On pourrait arguer que ce propos n’est que l’idée idiote que se fait le collègue de Thierry, mais il est presque impossible de ne pas penser qu’il s’agit, au fond, de la conviction du réalisateur.


Or cette idée est doublement stupide:
1) tenter de minimiser le vol dans un magasin n’a jamais eu aucun rapport avec le chiffre d’affaire. Cela concerne la démarque. Les retraites, entrent elles dans le registre de la masse salariale. Le vol, dans tous les magasins du monde depuis que le commerce existe, a toujours été le fait de la clientèle et du personnel. Selon l’époque et la nature des produits préposés, le pourcentage peut varier. De ce fait, la surveillance d’une équipe de sécu a toujours concerné aussi bien une population que l’autre.

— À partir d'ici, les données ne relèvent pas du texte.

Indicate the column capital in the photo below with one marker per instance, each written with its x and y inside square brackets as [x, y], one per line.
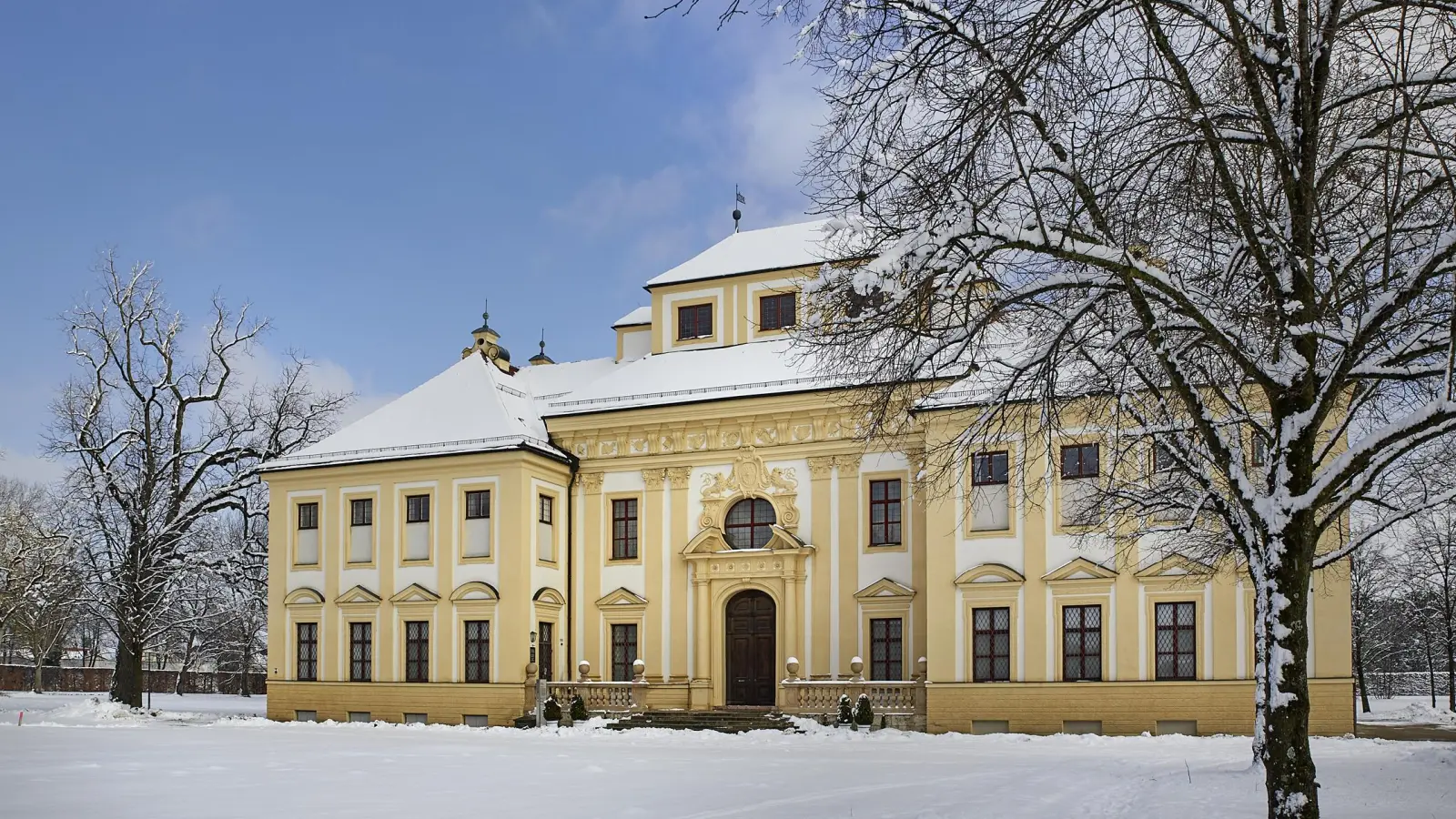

L’étrange volonté du directeur semble donc ici totalement hors de propos. Ou en tout cas inutile dans le récit, sauf à renforcer artificiellement le message de l’auteur.
2) le dégout final de Thierry ne peut venir que du destin tragique de la première hôtesse confondue. En dehors de cet épisode dramatique un brin extraordinaire (mais qui arrive, on est d’accord), quel regard porter sur la nature du travail de Thierry? Si ce n’est la à penser que la crise agit comme un rouleau compresseur sur les gens et leurs aspirations, comment se dire qu’empêcher un employé de voler son entreprise est immoral ou déloyal ? La nature dérisoire des effets dérobés (des coupons de réductions, des points fidélité) est-elle suffisante à orienter l’ensemble du message du film du réalisateur ?
Avec un tel angle, on peut estimer que presque tous les métiers mal payés et forcément contraignants pourraient être la cible du travail de quelqu’un comme Stéphane Brizé, qui lui a la chance de vivre des fruits de son écriture et de son talent.


Ce ne serait alors rien d’autre que le portrait vicié d’une époque dégradée, mais qui emprunte un chemin bien malhonnête pour parvenir à ses fins.